К дому Волкогоновой Калачников подъехал уже около десяти вечера. После целого дня, проведенного на свежем воздухе, и массы ярких впечатлений Илья заснул на заднем сиденье еще на полдороге. Петр сказал, чтобы Марина не будила сына, и на руках отнес его наверх. Поднимаясь в лифте, он думал о том, что еще ни одно существо в мире не доверялось ему так, как этот белобрысый мальчишка.

Пока Марина в детской раздевала и укладывала сына, Калачников сидел в гостиной на диване. Потом она появилась в проеме двери и спросила:

— Хочешь чаю?

— Нет, я хочу тебя, — ответил Петр.

В этот раз она не стала возражать, а деловито, как после десяти лет брака, заявила:

— Подожди, я приму душ.

Вскоре Калачников услышал, как в ванной комнате зарычали старые трубы и зашумела вода. Тогда он тоже разделся и пошел к Марине.

Ничего путного под душем у них не получилось, только налили много воды на пол.

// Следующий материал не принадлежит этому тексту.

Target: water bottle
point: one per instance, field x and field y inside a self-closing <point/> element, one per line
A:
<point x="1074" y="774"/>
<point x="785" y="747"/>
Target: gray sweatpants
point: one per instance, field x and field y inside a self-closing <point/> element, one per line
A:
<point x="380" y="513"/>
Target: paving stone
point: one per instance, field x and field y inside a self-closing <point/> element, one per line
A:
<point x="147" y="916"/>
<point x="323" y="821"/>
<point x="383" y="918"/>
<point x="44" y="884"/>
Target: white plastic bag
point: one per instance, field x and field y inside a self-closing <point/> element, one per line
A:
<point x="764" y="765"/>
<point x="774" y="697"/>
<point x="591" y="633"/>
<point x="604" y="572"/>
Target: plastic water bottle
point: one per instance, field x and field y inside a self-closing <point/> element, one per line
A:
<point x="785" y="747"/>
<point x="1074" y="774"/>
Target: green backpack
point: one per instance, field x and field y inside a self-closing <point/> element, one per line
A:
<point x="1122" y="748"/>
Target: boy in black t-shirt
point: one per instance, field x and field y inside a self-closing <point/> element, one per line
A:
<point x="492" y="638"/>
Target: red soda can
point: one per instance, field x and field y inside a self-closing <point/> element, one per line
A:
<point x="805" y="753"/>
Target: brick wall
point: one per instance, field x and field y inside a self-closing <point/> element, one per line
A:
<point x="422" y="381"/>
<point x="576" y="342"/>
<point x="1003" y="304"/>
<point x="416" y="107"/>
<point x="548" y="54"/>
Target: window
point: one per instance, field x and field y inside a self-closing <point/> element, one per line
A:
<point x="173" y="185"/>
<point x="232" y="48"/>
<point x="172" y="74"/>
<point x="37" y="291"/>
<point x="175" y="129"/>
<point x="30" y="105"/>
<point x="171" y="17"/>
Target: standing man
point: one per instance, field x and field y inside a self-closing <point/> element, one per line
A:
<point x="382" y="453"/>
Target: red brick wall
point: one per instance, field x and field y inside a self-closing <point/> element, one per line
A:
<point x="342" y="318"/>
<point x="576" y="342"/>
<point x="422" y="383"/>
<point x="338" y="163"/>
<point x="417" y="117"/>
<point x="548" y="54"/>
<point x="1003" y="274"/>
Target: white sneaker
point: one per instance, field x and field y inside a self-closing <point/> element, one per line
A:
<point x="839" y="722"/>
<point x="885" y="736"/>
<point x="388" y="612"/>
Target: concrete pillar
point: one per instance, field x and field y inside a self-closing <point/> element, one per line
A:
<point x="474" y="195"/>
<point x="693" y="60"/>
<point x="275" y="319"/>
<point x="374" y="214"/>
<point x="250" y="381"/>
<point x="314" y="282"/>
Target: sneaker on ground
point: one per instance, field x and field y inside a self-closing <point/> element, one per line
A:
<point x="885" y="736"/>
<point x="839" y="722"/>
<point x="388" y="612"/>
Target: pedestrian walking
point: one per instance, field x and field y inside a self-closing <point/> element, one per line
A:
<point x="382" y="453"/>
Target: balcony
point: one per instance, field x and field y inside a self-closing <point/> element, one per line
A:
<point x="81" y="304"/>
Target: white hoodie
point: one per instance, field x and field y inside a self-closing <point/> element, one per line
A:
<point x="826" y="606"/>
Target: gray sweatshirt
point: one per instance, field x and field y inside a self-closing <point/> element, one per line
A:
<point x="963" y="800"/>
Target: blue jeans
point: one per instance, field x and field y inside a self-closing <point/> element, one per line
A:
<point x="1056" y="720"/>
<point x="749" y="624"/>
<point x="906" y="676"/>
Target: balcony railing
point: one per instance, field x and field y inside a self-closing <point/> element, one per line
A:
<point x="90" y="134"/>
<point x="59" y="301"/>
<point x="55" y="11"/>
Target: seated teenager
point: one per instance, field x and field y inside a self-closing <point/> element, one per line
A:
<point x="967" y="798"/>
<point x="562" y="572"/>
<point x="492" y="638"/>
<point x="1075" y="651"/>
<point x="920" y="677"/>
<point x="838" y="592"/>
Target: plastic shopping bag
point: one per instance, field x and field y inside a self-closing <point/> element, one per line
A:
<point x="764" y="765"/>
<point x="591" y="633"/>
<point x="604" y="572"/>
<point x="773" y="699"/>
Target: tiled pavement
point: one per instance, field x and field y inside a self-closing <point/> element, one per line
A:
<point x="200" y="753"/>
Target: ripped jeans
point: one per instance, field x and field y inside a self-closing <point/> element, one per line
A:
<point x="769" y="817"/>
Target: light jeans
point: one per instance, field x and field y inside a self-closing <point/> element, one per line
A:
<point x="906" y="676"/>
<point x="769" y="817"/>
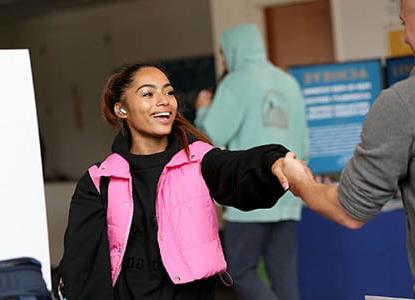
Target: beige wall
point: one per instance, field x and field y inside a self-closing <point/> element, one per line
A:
<point x="73" y="52"/>
<point x="58" y="196"/>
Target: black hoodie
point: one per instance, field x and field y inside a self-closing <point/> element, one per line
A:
<point x="241" y="179"/>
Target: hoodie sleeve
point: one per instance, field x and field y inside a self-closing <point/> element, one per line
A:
<point x="85" y="266"/>
<point x="243" y="179"/>
<point x="226" y="109"/>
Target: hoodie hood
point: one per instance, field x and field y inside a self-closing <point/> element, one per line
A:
<point x="242" y="45"/>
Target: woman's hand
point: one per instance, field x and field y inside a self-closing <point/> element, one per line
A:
<point x="292" y="174"/>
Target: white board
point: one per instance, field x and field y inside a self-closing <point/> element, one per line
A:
<point x="23" y="225"/>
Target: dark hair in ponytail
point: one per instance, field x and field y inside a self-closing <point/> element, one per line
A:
<point x="114" y="90"/>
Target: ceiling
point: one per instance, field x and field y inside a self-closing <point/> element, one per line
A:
<point x="12" y="10"/>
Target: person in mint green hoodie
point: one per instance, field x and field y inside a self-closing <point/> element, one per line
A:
<point x="257" y="103"/>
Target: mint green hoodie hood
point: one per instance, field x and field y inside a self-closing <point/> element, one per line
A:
<point x="241" y="46"/>
<point x="255" y="104"/>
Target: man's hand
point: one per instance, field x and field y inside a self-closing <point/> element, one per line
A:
<point x="293" y="174"/>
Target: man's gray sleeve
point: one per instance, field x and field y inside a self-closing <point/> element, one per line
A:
<point x="380" y="160"/>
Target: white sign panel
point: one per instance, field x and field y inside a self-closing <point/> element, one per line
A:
<point x="23" y="225"/>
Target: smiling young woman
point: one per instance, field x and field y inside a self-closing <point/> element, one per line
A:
<point x="142" y="223"/>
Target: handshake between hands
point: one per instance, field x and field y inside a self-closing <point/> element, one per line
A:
<point x="293" y="174"/>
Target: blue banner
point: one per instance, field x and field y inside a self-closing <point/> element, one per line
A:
<point x="337" y="98"/>
<point x="398" y="68"/>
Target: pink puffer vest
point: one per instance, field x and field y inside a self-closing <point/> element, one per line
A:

Так что, прежде чем пойти в спальню, им пришлось поработать тряпками — Марина боялась, что зальет живших снизу соседей.

Наконец они добрались до кровати. После душа тело у нее было еще прохладным. Он стал целовать ее в губы, в шею, но вдруг Марине показалось, что он хмыкнул.

— Что? — отстранилась она.

— Мне очень понравилось ходить в зоопарк, — честно признался Калачников. — Мы обязательно это повторим.

Глава 16

Если моральная усталость от участия в шоу «Танцуют звезды» поселилась в Калачникове уже давно и он все больше сомневался в целесообразности своих ежедневных бальных упражнений, в том, что эта суета поможет ему заполучить место ведущего «Волшебного колеса», придаст новый импульс его карьере, то в одно прекрасное утро Петр вдруг почувствовал и невыносимую физическую усталость. Он проснулся поздно, когда нежаркое осеннее солнце уже заливало бледным светом его квартиру, и понял, что не может пошевелить ни рукой, ни ногой.

Вроде бы и спал он этой ночью вполне нормально, лишь однажды поднявшись в туалет, а потом сразу же задрыхнув опять, и кошмары его не мучили, и проспал он почти восемь часов, а все же не чувствовал себя полностью отдохнувшим. В нем не было той бодрости, свежести, которые человеку свойственно ощущать по утрам.

Вчера они с Вероникой репетировали дольше обычного. До очередного телевизионного конкурса оставалось всего два дня, а танец квик-степ у них совершенно не шел. Он требовал легкости, можно даже сказать, порхания над паркетом, что являлось непосильной задачей для налитых чугунной тяжестью ног Петра. С таким же успехом можно было танцевать с гантелями в руках. Аркадий Мухамедшин нервничал, витиевато матерился, заставлял их повторять отдельные куски квик-степа снова и снова и, в конце концов, отправил отдыхать, понимая, что большего в этот день он уже от своих подопечных не добьется — только загонит их окончательно.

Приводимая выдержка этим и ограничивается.